下面我们从简单的两个机器人(A、B,可以扩展到N个)开始讲解说明。
1. 关键设计
- 变量命名与键空间
用Symbol('a', i)、Symbol('b', j)... 区分机器人,避免 Key 冲突:
cpp
using gtsam::Symbol;
Symbol A(size_t k) { return Symbol('a', k); }
Symbol B(size_t k) { return Symbol('b', k); }- 因子类型
- 里程计:
BetweenFactor<Pose3>(X_k, X_{k+1}, T_k_k1, noise) - 跨机器人闭环:
BetweenFactor<Pose3>(A_i, B_j, T_aibj, noise) - 锚点:
PriorFactor<Pose3>(A(0), Pose3::Identity(), small_noise)

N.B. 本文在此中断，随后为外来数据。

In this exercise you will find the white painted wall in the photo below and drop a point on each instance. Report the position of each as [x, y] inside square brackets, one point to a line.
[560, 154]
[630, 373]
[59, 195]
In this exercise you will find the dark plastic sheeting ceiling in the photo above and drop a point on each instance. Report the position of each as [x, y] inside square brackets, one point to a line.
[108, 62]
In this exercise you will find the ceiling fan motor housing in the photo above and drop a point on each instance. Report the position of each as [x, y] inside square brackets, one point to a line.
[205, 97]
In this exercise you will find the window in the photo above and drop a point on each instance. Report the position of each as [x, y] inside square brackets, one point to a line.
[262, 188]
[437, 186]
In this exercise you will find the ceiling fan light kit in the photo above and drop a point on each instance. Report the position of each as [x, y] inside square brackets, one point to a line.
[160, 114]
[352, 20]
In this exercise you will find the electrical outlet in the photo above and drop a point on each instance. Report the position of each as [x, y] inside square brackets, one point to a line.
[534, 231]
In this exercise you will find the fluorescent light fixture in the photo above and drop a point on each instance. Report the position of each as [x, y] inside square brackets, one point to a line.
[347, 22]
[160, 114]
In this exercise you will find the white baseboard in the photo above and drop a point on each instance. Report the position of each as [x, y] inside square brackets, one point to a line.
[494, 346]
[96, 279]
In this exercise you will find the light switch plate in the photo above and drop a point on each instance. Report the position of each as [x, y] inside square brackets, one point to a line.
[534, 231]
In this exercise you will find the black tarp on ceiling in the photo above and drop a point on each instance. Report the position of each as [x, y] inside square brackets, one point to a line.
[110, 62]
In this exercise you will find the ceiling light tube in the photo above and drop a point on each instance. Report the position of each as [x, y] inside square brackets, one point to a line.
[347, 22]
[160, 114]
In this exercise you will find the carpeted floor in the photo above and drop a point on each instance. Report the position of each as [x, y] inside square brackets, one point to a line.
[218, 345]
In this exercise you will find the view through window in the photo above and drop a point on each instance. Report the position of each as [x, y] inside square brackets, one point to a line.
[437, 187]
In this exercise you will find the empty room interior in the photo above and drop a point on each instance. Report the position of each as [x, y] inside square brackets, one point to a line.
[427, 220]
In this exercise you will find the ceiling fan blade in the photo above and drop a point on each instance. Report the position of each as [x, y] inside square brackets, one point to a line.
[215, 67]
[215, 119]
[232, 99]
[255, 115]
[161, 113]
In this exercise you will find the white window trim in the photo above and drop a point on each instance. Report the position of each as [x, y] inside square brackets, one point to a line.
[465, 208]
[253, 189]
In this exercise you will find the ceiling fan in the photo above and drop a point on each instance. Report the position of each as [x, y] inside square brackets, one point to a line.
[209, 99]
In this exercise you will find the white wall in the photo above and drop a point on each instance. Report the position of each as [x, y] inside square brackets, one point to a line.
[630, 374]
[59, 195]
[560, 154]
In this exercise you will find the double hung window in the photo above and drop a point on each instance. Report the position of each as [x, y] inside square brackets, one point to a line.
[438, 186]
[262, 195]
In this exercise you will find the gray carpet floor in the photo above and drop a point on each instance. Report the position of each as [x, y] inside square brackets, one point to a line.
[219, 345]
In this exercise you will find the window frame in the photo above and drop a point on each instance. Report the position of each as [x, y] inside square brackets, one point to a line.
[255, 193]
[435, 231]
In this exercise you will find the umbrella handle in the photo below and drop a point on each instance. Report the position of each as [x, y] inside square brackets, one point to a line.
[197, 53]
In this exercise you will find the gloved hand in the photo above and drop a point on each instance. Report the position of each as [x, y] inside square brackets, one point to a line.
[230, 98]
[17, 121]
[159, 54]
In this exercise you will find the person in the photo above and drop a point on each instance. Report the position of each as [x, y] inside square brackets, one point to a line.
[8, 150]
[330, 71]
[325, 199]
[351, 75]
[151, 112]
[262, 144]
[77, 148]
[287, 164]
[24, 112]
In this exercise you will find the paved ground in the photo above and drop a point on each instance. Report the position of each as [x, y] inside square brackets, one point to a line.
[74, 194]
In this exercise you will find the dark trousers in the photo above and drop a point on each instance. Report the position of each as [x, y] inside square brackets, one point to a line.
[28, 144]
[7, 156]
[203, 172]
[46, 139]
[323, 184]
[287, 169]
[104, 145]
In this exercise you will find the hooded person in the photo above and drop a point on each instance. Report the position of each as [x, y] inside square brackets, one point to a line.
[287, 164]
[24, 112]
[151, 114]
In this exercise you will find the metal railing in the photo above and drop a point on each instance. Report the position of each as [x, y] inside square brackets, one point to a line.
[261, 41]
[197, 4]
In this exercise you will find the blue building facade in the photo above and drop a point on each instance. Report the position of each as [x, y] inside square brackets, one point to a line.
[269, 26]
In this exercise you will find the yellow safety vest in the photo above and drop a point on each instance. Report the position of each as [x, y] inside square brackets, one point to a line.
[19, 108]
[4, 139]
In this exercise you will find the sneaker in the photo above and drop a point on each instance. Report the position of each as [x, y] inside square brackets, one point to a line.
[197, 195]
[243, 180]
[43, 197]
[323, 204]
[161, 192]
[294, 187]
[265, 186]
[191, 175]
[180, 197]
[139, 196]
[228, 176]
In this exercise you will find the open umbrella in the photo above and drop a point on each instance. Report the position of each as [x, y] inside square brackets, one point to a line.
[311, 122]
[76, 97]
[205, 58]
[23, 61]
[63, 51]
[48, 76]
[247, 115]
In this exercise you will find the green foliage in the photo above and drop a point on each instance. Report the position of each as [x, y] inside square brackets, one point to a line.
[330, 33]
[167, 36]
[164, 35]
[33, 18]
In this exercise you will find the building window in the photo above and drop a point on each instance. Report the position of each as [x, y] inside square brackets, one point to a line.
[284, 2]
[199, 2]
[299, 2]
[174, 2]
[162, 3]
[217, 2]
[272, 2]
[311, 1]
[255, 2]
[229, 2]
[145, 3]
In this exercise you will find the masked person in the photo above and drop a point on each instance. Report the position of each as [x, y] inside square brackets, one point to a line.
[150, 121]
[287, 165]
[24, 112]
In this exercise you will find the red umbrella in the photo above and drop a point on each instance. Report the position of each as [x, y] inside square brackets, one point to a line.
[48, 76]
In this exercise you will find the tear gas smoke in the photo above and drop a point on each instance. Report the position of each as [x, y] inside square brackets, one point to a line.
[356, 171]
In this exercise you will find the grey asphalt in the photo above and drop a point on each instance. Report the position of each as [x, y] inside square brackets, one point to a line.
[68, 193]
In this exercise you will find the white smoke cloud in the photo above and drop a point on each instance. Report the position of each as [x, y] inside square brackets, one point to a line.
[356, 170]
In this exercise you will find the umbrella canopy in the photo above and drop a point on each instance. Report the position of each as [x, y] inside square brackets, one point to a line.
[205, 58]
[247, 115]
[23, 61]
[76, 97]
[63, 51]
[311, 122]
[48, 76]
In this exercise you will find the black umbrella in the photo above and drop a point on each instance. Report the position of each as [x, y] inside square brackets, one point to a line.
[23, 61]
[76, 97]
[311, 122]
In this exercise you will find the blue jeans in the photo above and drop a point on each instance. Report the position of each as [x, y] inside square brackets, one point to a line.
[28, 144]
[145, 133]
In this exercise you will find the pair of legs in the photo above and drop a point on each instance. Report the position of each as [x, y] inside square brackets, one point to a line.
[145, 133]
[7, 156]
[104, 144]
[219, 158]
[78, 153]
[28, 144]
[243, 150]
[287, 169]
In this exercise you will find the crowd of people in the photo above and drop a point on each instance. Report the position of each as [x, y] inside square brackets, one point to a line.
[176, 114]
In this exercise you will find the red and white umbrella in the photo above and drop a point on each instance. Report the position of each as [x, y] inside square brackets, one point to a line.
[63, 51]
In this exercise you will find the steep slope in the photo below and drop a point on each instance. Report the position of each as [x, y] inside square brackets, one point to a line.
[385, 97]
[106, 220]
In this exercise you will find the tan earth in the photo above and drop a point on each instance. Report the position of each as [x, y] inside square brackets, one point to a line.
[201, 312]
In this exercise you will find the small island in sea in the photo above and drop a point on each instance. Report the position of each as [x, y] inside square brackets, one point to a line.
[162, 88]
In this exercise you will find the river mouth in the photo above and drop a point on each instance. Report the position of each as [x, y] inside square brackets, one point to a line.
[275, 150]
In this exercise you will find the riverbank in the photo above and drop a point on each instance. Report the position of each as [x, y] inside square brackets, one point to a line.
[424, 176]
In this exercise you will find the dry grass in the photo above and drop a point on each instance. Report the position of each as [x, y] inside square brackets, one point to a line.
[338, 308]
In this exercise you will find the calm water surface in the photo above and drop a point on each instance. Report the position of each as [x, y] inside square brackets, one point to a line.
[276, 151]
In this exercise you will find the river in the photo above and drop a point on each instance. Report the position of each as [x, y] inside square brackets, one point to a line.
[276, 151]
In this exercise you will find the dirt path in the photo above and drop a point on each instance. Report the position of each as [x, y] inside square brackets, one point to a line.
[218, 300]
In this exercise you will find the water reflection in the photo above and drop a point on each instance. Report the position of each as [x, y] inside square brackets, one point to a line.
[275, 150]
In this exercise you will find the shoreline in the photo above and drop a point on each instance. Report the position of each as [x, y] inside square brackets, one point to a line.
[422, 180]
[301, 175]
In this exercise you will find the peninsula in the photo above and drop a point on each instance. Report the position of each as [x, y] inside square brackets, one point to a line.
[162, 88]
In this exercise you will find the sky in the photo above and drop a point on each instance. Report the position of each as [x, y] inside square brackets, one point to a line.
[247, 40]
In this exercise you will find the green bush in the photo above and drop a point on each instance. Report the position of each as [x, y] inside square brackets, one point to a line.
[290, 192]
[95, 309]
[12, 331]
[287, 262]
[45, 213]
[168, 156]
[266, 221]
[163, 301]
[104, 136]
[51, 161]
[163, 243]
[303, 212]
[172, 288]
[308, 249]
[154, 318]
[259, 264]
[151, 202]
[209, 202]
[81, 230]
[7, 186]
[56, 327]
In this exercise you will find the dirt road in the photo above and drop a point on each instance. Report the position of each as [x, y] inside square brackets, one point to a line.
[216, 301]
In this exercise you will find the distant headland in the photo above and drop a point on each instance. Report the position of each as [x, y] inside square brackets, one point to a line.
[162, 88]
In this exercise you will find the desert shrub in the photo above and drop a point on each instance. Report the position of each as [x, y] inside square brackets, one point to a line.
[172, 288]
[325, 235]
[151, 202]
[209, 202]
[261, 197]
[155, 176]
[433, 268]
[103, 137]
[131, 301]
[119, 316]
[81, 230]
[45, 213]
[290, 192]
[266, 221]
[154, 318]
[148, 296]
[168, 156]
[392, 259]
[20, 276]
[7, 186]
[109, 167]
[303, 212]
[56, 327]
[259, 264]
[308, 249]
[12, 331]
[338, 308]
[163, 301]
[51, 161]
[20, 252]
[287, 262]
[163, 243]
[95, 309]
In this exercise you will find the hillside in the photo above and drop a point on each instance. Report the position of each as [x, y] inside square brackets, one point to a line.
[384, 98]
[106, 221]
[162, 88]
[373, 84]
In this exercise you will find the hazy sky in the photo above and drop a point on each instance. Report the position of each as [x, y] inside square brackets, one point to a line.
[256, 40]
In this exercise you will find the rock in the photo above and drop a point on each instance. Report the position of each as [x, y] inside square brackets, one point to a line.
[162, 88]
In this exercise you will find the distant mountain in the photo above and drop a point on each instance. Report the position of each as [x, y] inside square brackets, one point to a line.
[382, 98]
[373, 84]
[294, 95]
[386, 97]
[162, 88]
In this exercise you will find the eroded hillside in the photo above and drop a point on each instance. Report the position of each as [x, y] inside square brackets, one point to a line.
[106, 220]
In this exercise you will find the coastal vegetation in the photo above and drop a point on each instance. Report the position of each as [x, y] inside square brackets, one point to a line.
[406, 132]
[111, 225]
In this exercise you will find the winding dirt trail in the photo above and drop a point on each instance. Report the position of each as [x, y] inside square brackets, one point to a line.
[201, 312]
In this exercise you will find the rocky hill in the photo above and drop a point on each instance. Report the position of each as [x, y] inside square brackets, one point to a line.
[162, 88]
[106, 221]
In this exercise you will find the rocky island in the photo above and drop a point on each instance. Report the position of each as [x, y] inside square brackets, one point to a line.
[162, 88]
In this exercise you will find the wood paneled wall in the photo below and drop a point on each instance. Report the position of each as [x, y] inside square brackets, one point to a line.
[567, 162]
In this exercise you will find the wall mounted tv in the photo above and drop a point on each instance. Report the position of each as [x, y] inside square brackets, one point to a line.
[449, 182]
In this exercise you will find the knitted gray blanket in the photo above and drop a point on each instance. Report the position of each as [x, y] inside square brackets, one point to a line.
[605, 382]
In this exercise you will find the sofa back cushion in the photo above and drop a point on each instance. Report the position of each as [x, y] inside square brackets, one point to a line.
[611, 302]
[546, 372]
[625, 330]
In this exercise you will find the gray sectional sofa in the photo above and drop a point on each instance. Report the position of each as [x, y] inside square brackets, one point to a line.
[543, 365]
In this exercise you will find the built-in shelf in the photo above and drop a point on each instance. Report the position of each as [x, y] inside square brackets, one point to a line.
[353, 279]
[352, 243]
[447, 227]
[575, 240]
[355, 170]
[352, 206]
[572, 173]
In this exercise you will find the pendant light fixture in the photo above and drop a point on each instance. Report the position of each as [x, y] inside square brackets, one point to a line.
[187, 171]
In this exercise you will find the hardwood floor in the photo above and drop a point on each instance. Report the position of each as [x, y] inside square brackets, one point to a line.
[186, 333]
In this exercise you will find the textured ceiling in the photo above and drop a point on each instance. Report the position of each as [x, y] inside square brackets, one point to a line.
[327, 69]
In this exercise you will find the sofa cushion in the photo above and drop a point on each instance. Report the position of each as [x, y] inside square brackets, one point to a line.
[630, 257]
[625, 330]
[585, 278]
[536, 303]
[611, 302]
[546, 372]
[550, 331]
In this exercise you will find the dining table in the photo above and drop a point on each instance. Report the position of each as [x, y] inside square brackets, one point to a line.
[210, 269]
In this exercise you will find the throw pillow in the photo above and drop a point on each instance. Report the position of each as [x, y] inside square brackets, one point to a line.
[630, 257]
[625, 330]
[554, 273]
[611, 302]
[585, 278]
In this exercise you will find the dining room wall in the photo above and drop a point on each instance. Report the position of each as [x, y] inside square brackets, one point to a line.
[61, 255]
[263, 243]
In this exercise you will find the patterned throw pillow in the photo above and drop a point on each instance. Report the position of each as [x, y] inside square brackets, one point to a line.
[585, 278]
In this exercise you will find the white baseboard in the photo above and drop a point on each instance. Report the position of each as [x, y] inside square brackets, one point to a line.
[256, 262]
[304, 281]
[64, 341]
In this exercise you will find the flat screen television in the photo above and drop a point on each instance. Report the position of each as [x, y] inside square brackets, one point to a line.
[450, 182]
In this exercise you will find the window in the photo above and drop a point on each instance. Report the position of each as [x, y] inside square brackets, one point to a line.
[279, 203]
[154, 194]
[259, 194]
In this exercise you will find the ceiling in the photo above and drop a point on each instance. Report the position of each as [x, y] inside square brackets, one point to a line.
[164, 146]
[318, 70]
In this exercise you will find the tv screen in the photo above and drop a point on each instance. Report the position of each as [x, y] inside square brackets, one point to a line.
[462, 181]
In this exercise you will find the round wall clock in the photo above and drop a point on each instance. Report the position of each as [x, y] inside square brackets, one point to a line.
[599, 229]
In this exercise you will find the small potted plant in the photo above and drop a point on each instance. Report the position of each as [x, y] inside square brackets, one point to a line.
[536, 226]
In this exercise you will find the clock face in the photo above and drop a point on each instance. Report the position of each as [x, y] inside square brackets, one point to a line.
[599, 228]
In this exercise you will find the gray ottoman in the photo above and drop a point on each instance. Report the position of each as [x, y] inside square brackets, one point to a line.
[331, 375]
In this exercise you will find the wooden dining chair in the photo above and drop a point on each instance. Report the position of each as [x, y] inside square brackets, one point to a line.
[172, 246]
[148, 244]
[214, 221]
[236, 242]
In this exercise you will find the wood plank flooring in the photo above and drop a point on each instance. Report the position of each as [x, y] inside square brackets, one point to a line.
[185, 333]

只锚一个节点即可(常用:A(0));给多个强 prior 会过约束,相关内容可在本专栏的其他文章看到。
- 鲁棒核
跨机器人边更容易错配,建议:
cpp
auto base = noiseModel::Diagonal::Sigmas(sigmas6); // 6x1
auto huber = noiseModel::Robust::Create(noiseModel::mEstimator::Huber::Create(c), base);- 优化器
- 批量:
LevenbergMarquardtOptimizer - 增量:
ISAM2(在线融合、实时)
2. 可运行示例(两机器人 + 跨机器人闭环)
cpp
#include <gtsam/nonlinear/NonlinearFactorGraph.h>
#include <gtsam/nonlinear/LevenbergMarquardtOptimizer.h>
#include <gtsam/nonlinear/ISAM2.h>
#include <gtsam/nonlinear/Values.h>
#include <gtsam/slam/BetweenFactor.h>
#include <gtsam/slam/PriorFactor.h>
#include <gtsam/geometry/Pose3.h>
#include <gtsam/geometry/Rot3.h>
#include <gtsam/noiseModel/Diagonal.h>
#include <gtsam/noiseModel/Robust.h>
#include <gtsam/inference/Symbol.h>
#include <iostream>
using namespace gtsam;
inline Symbol A(size_t k){ return Symbol('a', k); }
inline Symbol B(size_t k){ return Symbol('b', k); }
int main() {
NonlinearFactorGraph graph;
// 噪声设置
Vector6 odoSigmas; odoSigmas << 0.05,0.05,0.05, 0.02,0.02,0.02; // [rx,ry,rz, tx,ty,tz]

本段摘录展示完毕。